L’aîné fit tant et si bien que le cadet, qui était un esprit simple, accepta trois cents écus
de dépôt et une lettre de son aîné qui s’engageait à lui rendre le moulin à bras après
la fenaison. Il le lui prêta en pensant (par-devers lui) :
— Après tout, j’ai moulu suffisamment pour tenir des années.
Mais bien mal acquis ne profite jamais, et cela ne se trouvait ni chez Ovide, ni chez
Horace, ni chez Eschyle. Aussi l’aîné, qui avait tiré ses grègues avant que de déguerpir, s’il
savait comment se servir du moulin pour demander ce qu’il voulait, ignorait cependant
comment l’arrêter. Funeste affaire… L’envie lui prit sur la route d’un peu de hareng fumé et
de soupe au lait. Il se mit à moudre aussitôt dans le coche qui le ramenait à la maison. Il
actionna le moulin qui aussitôt le fournit en harengs et en soupe… tant et si bien qu’il finit
par être inondé de soupe au lait dans laquelle nageaient des harengs fumés ! La voiture
s’arrêta net, les chevaux ne pouvant tirer pareille charge. L’homme ouvrit la portière et fut
expulsé tout net de la voiture dans une vague blanche et malodorante. Il tenta par tous
les moyens d’arrêter de moudre, rien n’y fit. Il se retrouva alors sur une rivière de soupe au
lait qui s’écoulait en torrent vers la mer proche dans un rugissement de cataracte.
Heureusement, le cadet passait par là, car il se rendait au port investir ses trois cents écus
auprès d’un de ses amis, capitaine au long cours.
— Au secours ! Aide-moi mon frère ! Je me noie, je me noie !
Le cadet se décida à aider son aîné moyennant la promesse de lui verser encore trois
cents écus.
L’aîné, sauvé des eaux, paya son dû et s’en alla en courant, jurant, à qui voulait
l’entendre, qu’on ne l’y reprendrait plus.
Arrivé au port, le cadet avait six cents écus à engager et possédait toujours son moulin
magique.
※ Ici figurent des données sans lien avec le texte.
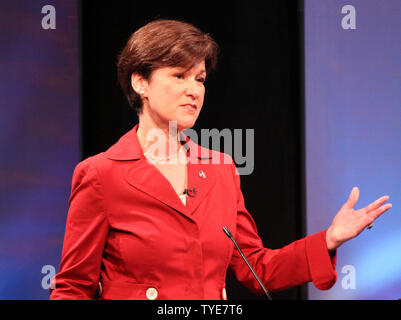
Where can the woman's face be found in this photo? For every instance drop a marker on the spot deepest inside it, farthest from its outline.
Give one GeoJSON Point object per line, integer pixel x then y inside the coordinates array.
{"type": "Point", "coordinates": [175, 94]}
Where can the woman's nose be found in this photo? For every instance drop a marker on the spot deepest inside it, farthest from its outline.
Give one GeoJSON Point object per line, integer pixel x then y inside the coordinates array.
{"type": "Point", "coordinates": [193, 88]}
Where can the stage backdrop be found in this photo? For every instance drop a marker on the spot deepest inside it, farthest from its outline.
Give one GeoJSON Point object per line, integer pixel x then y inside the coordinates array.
{"type": "Point", "coordinates": [39, 139]}
{"type": "Point", "coordinates": [353, 134]}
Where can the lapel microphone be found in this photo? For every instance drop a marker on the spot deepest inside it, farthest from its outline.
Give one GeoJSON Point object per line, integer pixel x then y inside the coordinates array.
{"type": "Point", "coordinates": [229, 234]}
{"type": "Point", "coordinates": [190, 192]}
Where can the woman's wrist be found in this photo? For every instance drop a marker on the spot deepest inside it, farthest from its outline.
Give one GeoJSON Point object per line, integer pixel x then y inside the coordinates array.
{"type": "Point", "coordinates": [331, 242]}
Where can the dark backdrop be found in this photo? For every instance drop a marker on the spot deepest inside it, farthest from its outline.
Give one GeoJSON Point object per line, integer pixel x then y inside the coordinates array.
{"type": "Point", "coordinates": [256, 85]}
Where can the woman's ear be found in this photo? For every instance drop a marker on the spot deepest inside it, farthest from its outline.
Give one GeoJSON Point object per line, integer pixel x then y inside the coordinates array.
{"type": "Point", "coordinates": [139, 84]}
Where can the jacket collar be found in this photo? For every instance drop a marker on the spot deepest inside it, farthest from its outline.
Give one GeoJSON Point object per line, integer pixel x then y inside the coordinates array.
{"type": "Point", "coordinates": [129, 148]}
{"type": "Point", "coordinates": [145, 177]}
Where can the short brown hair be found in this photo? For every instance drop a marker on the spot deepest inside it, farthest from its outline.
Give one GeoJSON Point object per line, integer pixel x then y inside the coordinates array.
{"type": "Point", "coordinates": [163, 43]}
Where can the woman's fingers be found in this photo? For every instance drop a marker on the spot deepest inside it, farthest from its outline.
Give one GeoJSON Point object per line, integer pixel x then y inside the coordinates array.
{"type": "Point", "coordinates": [374, 214]}
{"type": "Point", "coordinates": [374, 205]}
{"type": "Point", "coordinates": [353, 198]}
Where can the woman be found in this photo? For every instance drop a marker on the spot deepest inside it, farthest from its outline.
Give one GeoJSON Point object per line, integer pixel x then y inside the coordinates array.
{"type": "Point", "coordinates": [146, 223]}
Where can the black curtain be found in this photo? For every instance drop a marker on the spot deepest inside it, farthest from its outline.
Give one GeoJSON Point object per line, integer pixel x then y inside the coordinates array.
{"type": "Point", "coordinates": [257, 85]}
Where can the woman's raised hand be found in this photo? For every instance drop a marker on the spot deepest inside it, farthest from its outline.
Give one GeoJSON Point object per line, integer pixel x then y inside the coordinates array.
{"type": "Point", "coordinates": [348, 223]}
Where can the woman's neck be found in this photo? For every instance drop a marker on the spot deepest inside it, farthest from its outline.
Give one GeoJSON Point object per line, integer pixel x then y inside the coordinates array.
{"type": "Point", "coordinates": [158, 140]}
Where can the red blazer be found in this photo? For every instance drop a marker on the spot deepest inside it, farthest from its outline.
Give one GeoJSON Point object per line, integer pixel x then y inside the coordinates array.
{"type": "Point", "coordinates": [128, 230]}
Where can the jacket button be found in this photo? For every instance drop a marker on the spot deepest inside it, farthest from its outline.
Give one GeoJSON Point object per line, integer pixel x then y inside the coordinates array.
{"type": "Point", "coordinates": [224, 294]}
{"type": "Point", "coordinates": [151, 293]}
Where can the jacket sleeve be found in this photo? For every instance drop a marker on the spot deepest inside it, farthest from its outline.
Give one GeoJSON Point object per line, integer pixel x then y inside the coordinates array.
{"type": "Point", "coordinates": [85, 236]}
{"type": "Point", "coordinates": [304, 260]}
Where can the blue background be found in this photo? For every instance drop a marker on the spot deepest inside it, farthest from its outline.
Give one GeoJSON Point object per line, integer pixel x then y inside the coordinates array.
{"type": "Point", "coordinates": [39, 140]}
{"type": "Point", "coordinates": [353, 134]}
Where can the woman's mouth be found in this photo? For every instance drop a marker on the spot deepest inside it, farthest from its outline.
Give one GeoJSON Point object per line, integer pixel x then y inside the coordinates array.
{"type": "Point", "coordinates": [189, 107]}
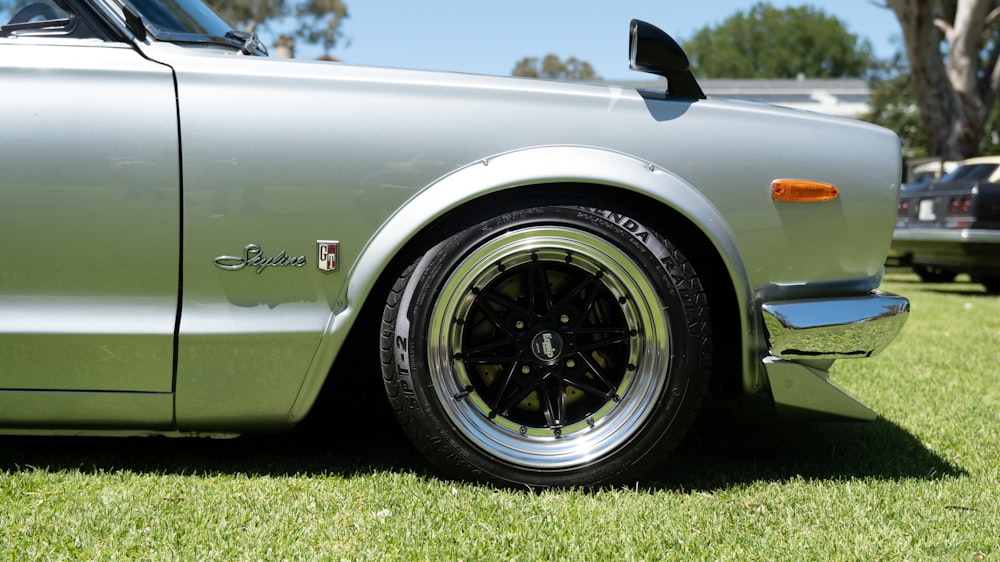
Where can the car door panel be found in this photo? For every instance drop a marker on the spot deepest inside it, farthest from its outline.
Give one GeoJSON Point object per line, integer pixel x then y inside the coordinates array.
{"type": "Point", "coordinates": [89, 216]}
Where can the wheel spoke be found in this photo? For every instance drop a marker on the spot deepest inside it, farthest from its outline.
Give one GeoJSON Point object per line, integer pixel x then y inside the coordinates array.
{"type": "Point", "coordinates": [495, 320]}
{"type": "Point", "coordinates": [505, 302]}
{"type": "Point", "coordinates": [480, 350]}
{"type": "Point", "coordinates": [597, 371]}
{"type": "Point", "coordinates": [555, 403]}
{"type": "Point", "coordinates": [619, 337]}
{"type": "Point", "coordinates": [538, 286]}
{"type": "Point", "coordinates": [504, 407]}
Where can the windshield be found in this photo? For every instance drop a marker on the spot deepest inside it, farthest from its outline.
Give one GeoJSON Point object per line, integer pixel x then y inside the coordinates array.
{"type": "Point", "coordinates": [180, 17]}
{"type": "Point", "coordinates": [971, 172]}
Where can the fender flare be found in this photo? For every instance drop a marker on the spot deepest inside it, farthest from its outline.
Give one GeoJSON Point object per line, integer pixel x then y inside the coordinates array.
{"type": "Point", "coordinates": [529, 166]}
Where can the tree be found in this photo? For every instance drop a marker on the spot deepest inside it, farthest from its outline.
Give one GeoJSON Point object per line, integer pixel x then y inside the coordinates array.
{"type": "Point", "coordinates": [553, 68]}
{"type": "Point", "coordinates": [953, 48]}
{"type": "Point", "coordinates": [893, 105]}
{"type": "Point", "coordinates": [318, 20]}
{"type": "Point", "coordinates": [768, 42]}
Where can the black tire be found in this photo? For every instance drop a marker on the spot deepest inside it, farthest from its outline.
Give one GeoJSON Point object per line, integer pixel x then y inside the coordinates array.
{"type": "Point", "coordinates": [933, 274]}
{"type": "Point", "coordinates": [550, 346]}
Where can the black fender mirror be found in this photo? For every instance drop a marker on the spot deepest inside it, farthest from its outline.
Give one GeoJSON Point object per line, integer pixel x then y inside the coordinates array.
{"type": "Point", "coordinates": [654, 51]}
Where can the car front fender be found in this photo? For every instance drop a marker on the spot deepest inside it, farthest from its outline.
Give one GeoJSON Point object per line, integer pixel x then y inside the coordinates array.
{"type": "Point", "coordinates": [546, 165]}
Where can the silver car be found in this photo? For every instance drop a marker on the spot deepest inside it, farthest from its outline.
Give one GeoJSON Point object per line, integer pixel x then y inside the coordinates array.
{"type": "Point", "coordinates": [552, 276]}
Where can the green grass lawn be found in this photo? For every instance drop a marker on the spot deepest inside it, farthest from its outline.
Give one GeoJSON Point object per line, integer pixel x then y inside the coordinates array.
{"type": "Point", "coordinates": [921, 483]}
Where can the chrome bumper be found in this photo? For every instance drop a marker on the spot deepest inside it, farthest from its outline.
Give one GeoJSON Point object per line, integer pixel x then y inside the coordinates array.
{"type": "Point", "coordinates": [834, 328]}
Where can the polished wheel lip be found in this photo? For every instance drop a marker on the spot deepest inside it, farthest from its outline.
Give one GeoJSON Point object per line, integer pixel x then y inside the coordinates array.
{"type": "Point", "coordinates": [613, 424]}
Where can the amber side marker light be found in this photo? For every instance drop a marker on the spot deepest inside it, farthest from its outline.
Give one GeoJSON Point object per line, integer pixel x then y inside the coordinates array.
{"type": "Point", "coordinates": [803, 191]}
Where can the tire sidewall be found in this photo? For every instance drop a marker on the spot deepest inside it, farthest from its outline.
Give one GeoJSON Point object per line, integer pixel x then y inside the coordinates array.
{"type": "Point", "coordinates": [680, 300]}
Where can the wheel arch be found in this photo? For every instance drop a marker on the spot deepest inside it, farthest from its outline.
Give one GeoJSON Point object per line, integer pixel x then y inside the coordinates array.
{"type": "Point", "coordinates": [554, 174]}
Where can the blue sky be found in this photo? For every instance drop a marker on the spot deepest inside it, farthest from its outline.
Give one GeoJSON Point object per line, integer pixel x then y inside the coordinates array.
{"type": "Point", "coordinates": [490, 37]}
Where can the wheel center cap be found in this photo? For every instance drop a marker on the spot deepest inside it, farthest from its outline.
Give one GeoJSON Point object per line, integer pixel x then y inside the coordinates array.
{"type": "Point", "coordinates": [547, 346]}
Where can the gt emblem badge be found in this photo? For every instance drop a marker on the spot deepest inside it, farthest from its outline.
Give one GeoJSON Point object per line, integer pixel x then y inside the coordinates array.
{"type": "Point", "coordinates": [326, 255]}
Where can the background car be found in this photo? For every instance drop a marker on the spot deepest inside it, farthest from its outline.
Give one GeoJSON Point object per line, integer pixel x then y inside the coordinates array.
{"type": "Point", "coordinates": [923, 172]}
{"type": "Point", "coordinates": [952, 225]}
{"type": "Point", "coordinates": [547, 278]}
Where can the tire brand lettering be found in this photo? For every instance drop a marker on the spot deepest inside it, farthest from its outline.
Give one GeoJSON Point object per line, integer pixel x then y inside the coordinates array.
{"type": "Point", "coordinates": [621, 220]}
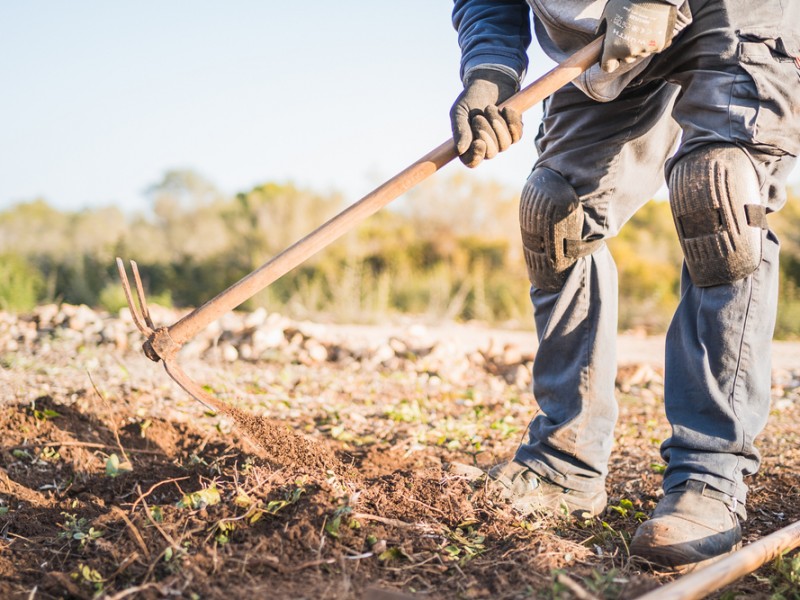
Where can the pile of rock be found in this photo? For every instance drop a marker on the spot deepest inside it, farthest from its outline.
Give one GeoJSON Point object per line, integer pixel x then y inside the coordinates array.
{"type": "Point", "coordinates": [263, 336]}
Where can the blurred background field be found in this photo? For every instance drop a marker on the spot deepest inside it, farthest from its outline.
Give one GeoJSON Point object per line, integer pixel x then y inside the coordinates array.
{"type": "Point", "coordinates": [449, 250]}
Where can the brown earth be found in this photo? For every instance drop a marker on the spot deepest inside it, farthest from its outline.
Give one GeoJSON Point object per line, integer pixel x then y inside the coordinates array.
{"type": "Point", "coordinates": [327, 479]}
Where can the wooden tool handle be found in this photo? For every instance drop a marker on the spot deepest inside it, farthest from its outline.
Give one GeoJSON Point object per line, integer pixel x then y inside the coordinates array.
{"type": "Point", "coordinates": [297, 253]}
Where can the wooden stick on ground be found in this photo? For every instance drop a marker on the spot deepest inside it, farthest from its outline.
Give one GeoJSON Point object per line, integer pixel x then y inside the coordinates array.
{"type": "Point", "coordinates": [734, 566]}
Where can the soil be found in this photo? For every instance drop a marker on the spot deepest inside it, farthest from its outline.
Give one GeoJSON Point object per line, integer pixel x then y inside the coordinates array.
{"type": "Point", "coordinates": [324, 480]}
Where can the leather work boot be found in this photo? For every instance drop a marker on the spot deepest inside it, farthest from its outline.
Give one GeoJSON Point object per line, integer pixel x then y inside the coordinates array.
{"type": "Point", "coordinates": [692, 526]}
{"type": "Point", "coordinates": [529, 493]}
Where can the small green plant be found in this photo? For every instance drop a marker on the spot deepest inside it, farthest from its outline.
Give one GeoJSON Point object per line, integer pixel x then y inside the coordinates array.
{"type": "Point", "coordinates": [333, 525]}
{"type": "Point", "coordinates": [290, 497]}
{"type": "Point", "coordinates": [50, 454]}
{"type": "Point", "coordinates": [223, 531]}
{"type": "Point", "coordinates": [115, 467]}
{"type": "Point", "coordinates": [625, 509]}
{"type": "Point", "coordinates": [200, 499]}
{"type": "Point", "coordinates": [465, 543]}
{"type": "Point", "coordinates": [78, 529]}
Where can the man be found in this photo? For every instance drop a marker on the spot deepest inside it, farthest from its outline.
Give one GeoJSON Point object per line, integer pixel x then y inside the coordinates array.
{"type": "Point", "coordinates": [721, 76]}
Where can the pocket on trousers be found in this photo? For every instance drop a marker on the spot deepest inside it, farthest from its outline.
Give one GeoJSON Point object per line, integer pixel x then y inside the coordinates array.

Son ami, le capitaine, le salua avec chaleur et l’invita à bord de son navire.
Le brave marin se plaignait de devoir traverser tous les fjords de ces régions nordiques
pour rejoindre des baies plus au sud, tout cela dans un aller et retour aussi harassant
qu’ennuyeux.
— Mon moulin pourrait t’aider, lui qui peut moudre tout ce que l’on désire.
Là-dessus il tourna la manivelle, dit qu’il voulait une caisse de vin de Tokay.
Le moulin se mit à moudre et il y eut du vin frais dans des verres en cristal de Bohème pour
tout l’équipage. Le capitaine n’en revenait pas et on but joyeusement jusqu’à ce que l’on vît
bien haut dans le ciel d’ébène les étoiles des Cyclades et de Proxima du Centaure. Le second
avait fait carguer les voiles au début de la petite fête, car il savait que le roulement
des vagues rend plus supportables les étourdissements de l’alcool.
L’aube élançait ses doigts de rose quand le capitaine se leva avec un terrible mal de tête.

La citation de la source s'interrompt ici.